CF: New Jersey Gov. Chris Christie’s appeal is based [in part] on his encounter with that teacher where he basically shouted her down and told her to shut up. How are you finding Gov. Quinn?
KL: So nice; he’s a very nice man…. He has said from day one that he would never sign a bill that would end collective bargaining…. I think Gov. Quinn has grown into his position. I don’t think he ever thought he was going to be the governor.… I think it takes time to grow into roles of leadership, and I think he’s doing that.
CF: Tell me about Occupy Chicago, what role will it play.

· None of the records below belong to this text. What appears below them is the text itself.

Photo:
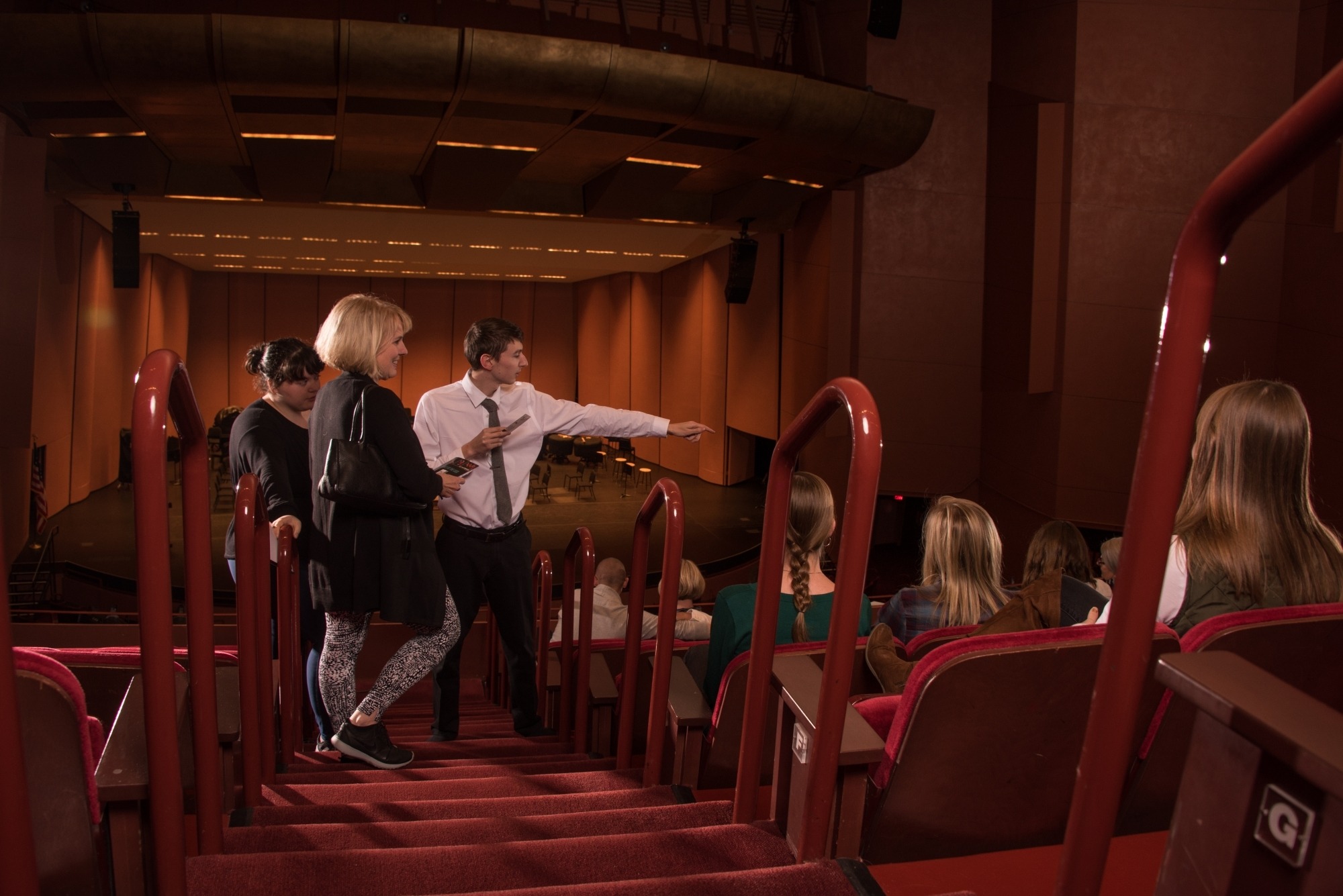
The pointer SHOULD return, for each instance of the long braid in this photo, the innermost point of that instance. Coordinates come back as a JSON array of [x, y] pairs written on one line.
[[800, 566]]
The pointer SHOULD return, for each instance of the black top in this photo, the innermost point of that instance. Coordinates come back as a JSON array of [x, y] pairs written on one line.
[[267, 443], [361, 562]]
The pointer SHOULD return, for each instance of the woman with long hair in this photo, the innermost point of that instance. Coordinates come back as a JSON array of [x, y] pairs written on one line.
[[962, 572], [804, 588], [1060, 545], [365, 561], [1247, 534], [271, 439]]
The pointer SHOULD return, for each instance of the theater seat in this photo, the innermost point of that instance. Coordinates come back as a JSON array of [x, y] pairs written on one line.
[[1297, 644], [984, 744], [61, 745]]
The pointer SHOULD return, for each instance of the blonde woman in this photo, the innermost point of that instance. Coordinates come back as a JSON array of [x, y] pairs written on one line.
[[363, 562], [1246, 533], [805, 592], [1060, 545], [962, 573]]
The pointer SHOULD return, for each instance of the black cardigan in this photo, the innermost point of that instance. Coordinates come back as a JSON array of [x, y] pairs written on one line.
[[361, 562], [267, 443]]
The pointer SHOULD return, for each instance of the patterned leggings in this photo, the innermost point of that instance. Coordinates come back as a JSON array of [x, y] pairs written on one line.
[[413, 660]]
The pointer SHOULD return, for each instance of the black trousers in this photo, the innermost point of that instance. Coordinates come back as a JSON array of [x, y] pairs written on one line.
[[498, 572]]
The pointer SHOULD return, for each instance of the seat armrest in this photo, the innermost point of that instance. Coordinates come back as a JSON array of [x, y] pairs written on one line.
[[798, 682], [601, 683], [686, 702]]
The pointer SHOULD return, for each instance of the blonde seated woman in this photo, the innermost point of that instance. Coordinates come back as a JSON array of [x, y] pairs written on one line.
[[961, 573], [610, 615], [1247, 534], [804, 588]]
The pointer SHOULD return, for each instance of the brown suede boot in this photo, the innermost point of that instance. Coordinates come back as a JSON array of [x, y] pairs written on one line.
[[886, 664]]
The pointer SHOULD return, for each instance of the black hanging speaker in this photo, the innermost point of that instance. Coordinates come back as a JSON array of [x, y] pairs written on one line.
[[884, 19], [741, 266], [126, 250]]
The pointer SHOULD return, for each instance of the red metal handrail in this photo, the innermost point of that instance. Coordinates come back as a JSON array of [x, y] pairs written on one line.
[[1294, 141], [21, 855], [163, 388], [542, 577], [852, 566], [665, 493], [291, 647], [575, 702], [252, 542]]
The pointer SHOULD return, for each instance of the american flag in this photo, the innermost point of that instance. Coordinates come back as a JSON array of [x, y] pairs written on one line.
[[40, 490]]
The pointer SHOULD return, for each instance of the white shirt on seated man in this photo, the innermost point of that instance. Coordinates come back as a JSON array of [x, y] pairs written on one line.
[[610, 616]]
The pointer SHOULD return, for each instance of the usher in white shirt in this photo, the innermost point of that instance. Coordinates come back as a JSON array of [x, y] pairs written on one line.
[[451, 416]]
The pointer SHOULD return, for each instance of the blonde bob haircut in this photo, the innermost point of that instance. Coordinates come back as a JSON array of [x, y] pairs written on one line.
[[964, 556], [692, 583], [357, 330]]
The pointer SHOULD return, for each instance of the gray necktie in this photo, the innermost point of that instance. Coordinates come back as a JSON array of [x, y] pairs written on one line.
[[503, 501]]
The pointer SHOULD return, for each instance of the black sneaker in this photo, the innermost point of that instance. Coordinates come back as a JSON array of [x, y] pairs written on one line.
[[371, 745]]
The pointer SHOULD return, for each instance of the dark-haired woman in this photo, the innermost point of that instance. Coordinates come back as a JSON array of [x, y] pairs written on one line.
[[271, 439], [804, 588]]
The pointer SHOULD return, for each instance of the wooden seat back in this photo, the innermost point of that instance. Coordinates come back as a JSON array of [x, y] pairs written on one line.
[[984, 749], [1298, 646], [723, 740]]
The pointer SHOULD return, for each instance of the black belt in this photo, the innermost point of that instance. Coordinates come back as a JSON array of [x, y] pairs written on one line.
[[485, 534]]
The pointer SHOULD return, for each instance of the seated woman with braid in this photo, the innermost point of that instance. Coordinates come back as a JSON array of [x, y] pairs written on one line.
[[804, 589]]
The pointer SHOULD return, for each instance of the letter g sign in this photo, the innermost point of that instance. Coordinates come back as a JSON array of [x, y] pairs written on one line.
[[1285, 826]]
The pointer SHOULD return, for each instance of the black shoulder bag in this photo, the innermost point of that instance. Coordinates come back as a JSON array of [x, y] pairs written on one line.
[[357, 474]]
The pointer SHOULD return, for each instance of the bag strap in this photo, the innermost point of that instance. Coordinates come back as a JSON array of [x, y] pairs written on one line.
[[359, 416]]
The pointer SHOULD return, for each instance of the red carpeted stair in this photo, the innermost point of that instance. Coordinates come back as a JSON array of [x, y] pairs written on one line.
[[494, 812]]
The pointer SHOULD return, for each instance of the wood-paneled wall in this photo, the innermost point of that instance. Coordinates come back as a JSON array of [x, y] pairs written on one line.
[[669, 344], [234, 311]]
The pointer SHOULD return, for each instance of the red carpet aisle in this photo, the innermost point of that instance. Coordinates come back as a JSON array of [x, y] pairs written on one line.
[[494, 812]]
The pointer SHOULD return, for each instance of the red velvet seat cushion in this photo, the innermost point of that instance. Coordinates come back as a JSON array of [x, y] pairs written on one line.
[[91, 730]]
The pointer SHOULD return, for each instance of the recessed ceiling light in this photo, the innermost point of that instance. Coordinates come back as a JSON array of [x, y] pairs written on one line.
[[371, 204], [512, 149], [104, 133], [216, 199], [289, 136], [789, 180], [660, 161], [511, 211]]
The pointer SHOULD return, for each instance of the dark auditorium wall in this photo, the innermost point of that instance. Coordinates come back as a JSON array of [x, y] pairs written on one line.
[[233, 311]]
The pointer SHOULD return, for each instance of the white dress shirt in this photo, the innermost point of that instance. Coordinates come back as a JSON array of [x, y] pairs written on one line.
[[610, 617], [451, 416]]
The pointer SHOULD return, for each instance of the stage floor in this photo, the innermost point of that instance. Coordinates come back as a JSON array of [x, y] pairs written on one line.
[[99, 533]]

KL: Occupy Wall Street and the whole concept of the 99 percent is an extraordinarily important movement…. It’s almost nonpolitical. It’s not about Republicans and Democrats. I think that’s one of the biggest problems we have—that we are in country right now that has one party, and that is the party of money, and we have two branches of it…. College graduates have no jobs to go to; people who have been working for years and years [are unemployed]…. We have this problem in Chicago, with teachers who are in their 40s and 50s, and, quite frankly, predominantly black, who have been laid off…. We’re seeing the decline in what used to be the middle class, but this huge rise in the immense amount of wealth, and with it, the political power to buy not only the political piece but to buy the media, to… get people to buy into a message that is against their self-interest.

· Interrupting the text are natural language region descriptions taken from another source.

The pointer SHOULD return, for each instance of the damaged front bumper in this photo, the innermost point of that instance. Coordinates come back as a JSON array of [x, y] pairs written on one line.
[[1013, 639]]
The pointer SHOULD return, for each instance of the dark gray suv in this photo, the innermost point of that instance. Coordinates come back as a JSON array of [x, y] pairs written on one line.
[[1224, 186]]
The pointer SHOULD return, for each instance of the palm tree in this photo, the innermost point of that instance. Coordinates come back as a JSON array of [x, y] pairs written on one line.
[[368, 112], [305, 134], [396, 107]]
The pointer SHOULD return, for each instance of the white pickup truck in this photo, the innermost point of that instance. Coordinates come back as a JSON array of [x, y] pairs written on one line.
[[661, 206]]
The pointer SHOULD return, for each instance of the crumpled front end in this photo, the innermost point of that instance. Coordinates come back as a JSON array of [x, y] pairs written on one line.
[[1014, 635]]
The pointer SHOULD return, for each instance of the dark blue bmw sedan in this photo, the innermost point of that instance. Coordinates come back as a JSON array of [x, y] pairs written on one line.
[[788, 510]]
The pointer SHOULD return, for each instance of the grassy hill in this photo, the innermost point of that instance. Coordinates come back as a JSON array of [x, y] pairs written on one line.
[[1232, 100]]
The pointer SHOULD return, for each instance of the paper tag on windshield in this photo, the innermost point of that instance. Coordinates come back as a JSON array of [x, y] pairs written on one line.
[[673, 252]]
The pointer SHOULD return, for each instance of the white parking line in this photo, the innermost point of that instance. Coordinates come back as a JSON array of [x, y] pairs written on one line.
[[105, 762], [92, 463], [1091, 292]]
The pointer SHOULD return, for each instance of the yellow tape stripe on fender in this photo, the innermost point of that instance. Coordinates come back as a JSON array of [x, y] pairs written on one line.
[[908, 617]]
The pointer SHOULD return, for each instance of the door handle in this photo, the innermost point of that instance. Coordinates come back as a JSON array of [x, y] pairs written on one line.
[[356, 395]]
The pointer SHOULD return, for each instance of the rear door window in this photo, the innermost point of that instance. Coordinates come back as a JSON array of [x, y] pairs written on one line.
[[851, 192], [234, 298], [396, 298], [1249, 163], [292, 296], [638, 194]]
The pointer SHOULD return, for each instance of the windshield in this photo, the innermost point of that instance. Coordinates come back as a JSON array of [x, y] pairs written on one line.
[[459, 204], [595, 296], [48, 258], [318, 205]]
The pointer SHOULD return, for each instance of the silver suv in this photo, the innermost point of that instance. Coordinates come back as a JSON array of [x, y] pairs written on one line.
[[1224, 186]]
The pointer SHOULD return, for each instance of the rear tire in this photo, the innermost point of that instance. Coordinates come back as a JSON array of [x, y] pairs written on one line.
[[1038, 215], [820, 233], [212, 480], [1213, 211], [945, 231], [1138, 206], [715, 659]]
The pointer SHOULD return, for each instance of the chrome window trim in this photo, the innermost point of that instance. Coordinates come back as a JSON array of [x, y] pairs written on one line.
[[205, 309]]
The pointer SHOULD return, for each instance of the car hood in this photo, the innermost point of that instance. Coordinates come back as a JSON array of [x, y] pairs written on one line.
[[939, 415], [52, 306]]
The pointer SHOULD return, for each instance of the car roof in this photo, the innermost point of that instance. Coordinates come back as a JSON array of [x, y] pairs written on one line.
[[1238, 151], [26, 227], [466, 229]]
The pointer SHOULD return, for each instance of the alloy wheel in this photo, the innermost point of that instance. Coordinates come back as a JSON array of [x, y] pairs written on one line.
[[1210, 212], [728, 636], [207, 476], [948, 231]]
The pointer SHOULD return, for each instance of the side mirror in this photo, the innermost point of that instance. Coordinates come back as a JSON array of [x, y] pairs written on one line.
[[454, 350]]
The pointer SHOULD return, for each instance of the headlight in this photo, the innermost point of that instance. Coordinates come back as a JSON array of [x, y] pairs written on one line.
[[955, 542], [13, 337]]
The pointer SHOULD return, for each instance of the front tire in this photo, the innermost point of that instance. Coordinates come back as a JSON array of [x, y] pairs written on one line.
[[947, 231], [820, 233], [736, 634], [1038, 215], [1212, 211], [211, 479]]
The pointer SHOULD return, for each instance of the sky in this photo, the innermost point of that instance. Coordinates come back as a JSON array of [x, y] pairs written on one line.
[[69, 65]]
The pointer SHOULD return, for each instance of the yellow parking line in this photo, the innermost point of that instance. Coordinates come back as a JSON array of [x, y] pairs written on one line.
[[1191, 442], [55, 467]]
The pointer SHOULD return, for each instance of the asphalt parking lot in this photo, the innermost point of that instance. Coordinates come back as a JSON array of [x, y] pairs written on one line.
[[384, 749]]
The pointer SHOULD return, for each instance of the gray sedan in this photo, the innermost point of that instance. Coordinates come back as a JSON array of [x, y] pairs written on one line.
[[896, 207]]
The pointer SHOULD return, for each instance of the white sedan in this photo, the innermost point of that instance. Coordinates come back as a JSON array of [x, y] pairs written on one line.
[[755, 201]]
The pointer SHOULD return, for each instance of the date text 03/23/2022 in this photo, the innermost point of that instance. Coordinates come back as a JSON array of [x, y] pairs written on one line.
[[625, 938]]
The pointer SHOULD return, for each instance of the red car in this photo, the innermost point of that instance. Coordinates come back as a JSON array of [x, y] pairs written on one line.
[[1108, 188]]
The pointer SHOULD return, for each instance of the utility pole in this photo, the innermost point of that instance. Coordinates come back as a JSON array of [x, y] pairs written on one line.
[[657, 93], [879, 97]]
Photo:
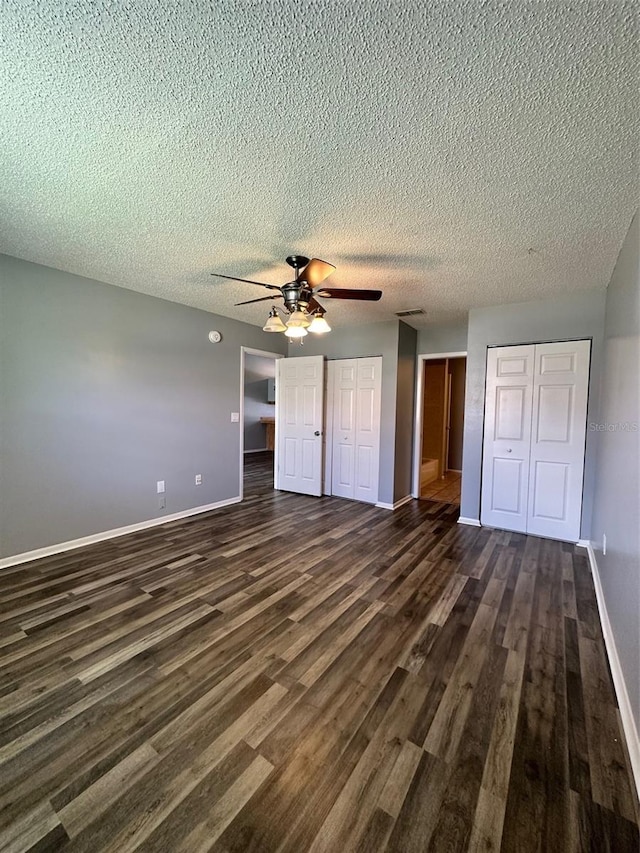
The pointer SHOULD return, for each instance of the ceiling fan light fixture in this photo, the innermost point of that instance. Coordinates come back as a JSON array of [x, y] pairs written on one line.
[[319, 325], [299, 319], [274, 323], [295, 331]]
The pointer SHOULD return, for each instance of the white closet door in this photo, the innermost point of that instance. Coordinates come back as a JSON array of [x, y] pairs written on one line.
[[299, 419], [355, 441], [344, 428], [507, 437], [367, 449], [558, 439]]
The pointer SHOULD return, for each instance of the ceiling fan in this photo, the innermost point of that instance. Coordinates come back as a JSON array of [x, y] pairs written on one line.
[[300, 297]]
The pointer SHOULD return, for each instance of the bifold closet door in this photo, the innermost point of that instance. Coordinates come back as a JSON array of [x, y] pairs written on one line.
[[558, 434], [534, 441], [356, 387], [507, 437]]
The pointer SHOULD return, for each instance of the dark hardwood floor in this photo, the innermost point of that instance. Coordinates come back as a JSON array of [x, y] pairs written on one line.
[[306, 674]]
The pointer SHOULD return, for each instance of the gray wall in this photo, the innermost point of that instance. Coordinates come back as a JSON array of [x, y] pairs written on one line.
[[405, 401], [442, 338], [103, 392], [256, 407], [359, 342], [616, 510], [569, 317]]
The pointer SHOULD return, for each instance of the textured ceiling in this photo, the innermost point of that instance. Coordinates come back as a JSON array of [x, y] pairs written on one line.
[[453, 154]]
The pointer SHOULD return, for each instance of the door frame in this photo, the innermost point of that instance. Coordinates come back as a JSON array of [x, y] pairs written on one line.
[[244, 351], [329, 409], [417, 419]]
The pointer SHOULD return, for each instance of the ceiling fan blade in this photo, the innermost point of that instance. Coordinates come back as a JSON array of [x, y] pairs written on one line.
[[246, 280], [348, 293], [315, 272], [260, 299]]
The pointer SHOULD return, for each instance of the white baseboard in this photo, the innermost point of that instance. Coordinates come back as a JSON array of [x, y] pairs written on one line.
[[472, 522], [626, 714], [395, 504], [59, 548]]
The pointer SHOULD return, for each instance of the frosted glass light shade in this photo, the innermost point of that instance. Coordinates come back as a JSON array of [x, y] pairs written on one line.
[[274, 323], [319, 325]]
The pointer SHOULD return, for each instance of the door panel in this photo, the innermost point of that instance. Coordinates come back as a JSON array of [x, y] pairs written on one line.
[[507, 493], [367, 437], [550, 491], [507, 437], [558, 439], [299, 416]]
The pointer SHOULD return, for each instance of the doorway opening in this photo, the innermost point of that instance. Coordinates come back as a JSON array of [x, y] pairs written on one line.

CF: You’re rooting for this movement?
KL: I am. I think what’s going to happen is that this movement will grow, and more and more, people will be a part of it. And at some point, the people who are in a position of power are going to have to start taking us seriously, and they’re going to have to make changes in the way they do business.

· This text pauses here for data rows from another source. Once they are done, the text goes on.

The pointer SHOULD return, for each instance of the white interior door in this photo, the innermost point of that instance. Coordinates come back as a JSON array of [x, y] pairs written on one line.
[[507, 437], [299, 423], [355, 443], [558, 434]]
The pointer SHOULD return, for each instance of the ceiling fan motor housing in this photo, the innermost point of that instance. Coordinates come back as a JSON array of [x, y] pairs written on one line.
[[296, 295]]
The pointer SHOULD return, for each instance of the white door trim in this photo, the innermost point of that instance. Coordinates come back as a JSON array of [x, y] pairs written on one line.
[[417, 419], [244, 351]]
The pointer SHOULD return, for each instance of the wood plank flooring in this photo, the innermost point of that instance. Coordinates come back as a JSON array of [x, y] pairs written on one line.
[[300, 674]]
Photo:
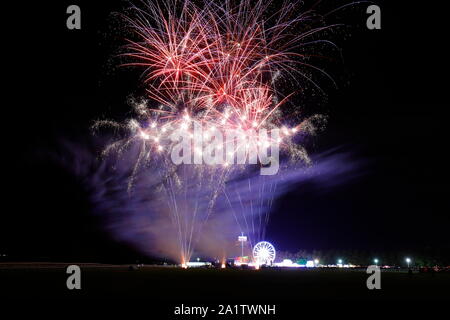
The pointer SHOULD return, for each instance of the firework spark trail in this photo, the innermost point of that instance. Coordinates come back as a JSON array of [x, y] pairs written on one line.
[[215, 66]]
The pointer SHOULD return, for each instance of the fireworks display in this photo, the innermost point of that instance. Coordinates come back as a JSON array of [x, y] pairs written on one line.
[[212, 69]]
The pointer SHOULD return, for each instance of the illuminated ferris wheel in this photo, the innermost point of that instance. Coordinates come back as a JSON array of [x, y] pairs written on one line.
[[264, 253]]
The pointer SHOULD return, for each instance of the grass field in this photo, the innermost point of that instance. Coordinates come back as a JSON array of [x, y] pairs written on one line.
[[214, 285]]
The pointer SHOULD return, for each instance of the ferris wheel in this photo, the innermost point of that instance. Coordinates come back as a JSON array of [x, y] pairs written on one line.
[[264, 253]]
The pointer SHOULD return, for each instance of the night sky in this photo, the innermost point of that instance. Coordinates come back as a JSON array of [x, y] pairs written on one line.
[[387, 115]]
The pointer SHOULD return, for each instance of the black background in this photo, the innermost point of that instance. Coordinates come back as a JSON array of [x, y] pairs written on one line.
[[389, 111]]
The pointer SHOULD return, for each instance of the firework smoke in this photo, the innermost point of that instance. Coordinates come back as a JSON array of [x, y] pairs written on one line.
[[216, 65]]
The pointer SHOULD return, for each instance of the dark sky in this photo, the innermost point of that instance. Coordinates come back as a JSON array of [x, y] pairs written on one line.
[[388, 114]]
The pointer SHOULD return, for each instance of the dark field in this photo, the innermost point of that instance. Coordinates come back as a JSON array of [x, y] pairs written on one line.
[[174, 285]]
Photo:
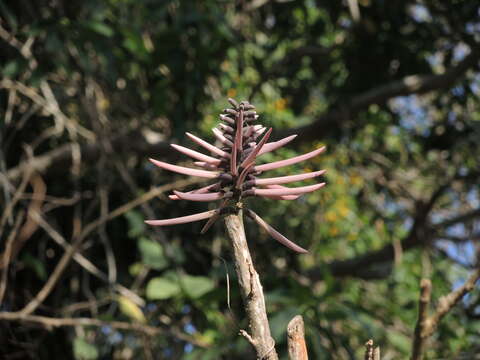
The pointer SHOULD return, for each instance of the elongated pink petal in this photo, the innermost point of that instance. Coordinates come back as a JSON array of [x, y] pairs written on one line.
[[202, 190], [238, 135], [233, 102], [287, 179], [284, 191], [276, 144], [201, 197], [205, 165], [195, 154], [227, 119], [209, 223], [283, 197], [185, 170], [182, 219], [251, 157], [235, 147], [208, 146], [287, 162], [243, 175], [226, 128], [218, 134], [275, 234]]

CF: How do feel about the Obama presidency?
KL: I don’t really have a lot of faith in politics right now…. The political process doesn’t favor us. We have, in terms of education, failed policies by this president, by the previous president, by the previous president….. If you look at the top ten richest people in America, nine of the top ten people have invested tons of their money in so-called education reform. And you have to ask yourself, why are they so interested in education reform, and especially public education? You look at Bill Gates. He didn’t go to public school; he certainly doesn’t send his children to public school.… He pushed all this money around the small schools [movement]… and when that turned out to be an unmitigated disaster, what did he do? Did he come on TV and say, “My bad, I’m sorry, I made a mistake.” No, now he’s come up with something else.… He has corrupted the educational academic side. [Researchers, Lewis argues, will find what the funding source wants so they can keep getting funded.]…. The Waltons; Warren Buffett, by virtue of the fact that he’s given a lot of money to Bill Gates’ foundation; Eli Broad; all of these people who have been putting money and money and money into education. And all they come up with is, “Let’s just get rid of all the teachers; let’s have a national curriculum; let’s test people to death.” None of this stuff works; not only does it not work, it exacerbates the problem.… Standardized tests have been disguised as merit when they’re just ranking and sorting, and they’re disguising race and class privilege. We don’t want to have those discussions….. We don’t have honest discussions about education in this country because we don’t want to have honest discussions about race and class.